Armutsproblem bleibt größte Herausforderung für die philippinische Kirche
Das Armutsproblem, das sich nach der Unabhängigkeit 1946 rasant verschärfte, bleibt die größte Herausforderung für die philippinische Kirche. Bis zum Zweiten Vatikanischen Konzil (1962-1965) galt sie als sozial konservative Kraft mit Nähe zu den oligarchischen Familien der Großgrundbesitzer. Danach wandelte sie sich zur Anwältin der Besitzlosen und zur Vorkämpferin gegen die strukturellen Ursachen der Massenarmut: das Ausbleiben einer Bodenreform, die Ausbeutung der philippinischen Rohstoffe durch internationale Konzerne und die Konzentration des Reichtums in den Händen einer kleptomanischen Elite.
Bischöfe, Orden und die in großer Zahl entstehenden Basisgemeinden zogen dazu oft an einem Strang. Freilich gab und gibt es auch immer wieder innere Auseinandersetzungen über befreiungstheologische Ansätze, die bis zur Zusammenarbeit von Priestern und Ordensleuten mit kommunistischen Rebellen reichten.
Korruption an der Tagesordnung
Gleichzeitig engagierte sich die Kirche seit den 1970er Jahren verstärkt für Demokratie und Menschenrechte. Der Sturz der Marcos-Diktatur 1986, auch "Rosenkranz-Revolution" genannt, wäre nach Ansicht der meisten Beobachter ohne die wachsende Opposition der katholischen Bischöfe nicht möglich gewesen, die schließlich Millionen Philippiner zum gewaltfreien Aufstand aufriefen. Trotzdem bleiben die Philippinen eines der weltweit korruptesten Länder.
Wenige Clans bestimmen über Macht und Ressourcen, und ein Drittel der Menschen lebt unter der Armutsgrenze. Weil ein Grund dafür auch das hohe Bevölkerungswachstum ist, wurde die Kirche für ihren Kampf gegen Empfängnisverhütung zuletzt hart kritisiert. Gegen ihren heftigen Widerstand brachte die Regierung von Staatspräsident Benigno Aquino vor zwei Jahren ein sogenanntes Reproduktionsgesetz durch, das die Verteilung von Kondomen fördert. Abtreibung und Scheidungen bleiben indessen verboten.

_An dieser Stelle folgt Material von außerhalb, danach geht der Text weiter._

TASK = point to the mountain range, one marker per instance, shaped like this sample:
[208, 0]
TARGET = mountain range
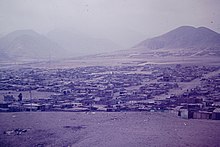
[28, 44]
[185, 40]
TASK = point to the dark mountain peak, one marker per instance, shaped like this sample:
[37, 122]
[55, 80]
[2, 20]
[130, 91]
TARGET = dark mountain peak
[183, 37]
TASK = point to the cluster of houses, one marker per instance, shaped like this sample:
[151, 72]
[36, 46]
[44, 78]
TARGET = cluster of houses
[120, 88]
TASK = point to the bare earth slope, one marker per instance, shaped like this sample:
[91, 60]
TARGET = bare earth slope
[106, 129]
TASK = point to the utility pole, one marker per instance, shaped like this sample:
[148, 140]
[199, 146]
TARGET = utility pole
[30, 98]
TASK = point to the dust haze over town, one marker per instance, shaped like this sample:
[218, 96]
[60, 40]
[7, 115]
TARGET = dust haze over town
[109, 73]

Aquino wusste, dass er sich ohne politisches Risiko gegen die Kirche stellen konnte: 70 Prozent der Bevölkerung waren für Sexualaufklärung und kostenlose Verhütungsmittel für Arme. Die von den Bischöfen organisierten Straßenproteste, politischen Aktionen und Klagen vor Gericht verpufften.
Kritik am Klerus
Auch bei Themen wie dem Kampf gegen Korruption oder gegen Armut haben Teile des philippinischen Klerus ein Glaubwürdigkeitsproblem. Der preisgekrönte investigative Journalist Aries C. Rufo dokumentiert in seinem 2013 erschienenen Buch "Altar der Geheimnisse" Fälle von Korruption, aber auch sexuelle Fehltritte von Gemeindepriestern und Bischöfen. Den immensen Einfluss der Kirche auf Politik und Gesellschaft der Philippinen zu hinterfragen, war bis vor nicht allzu langer Zeit kaum denkbar.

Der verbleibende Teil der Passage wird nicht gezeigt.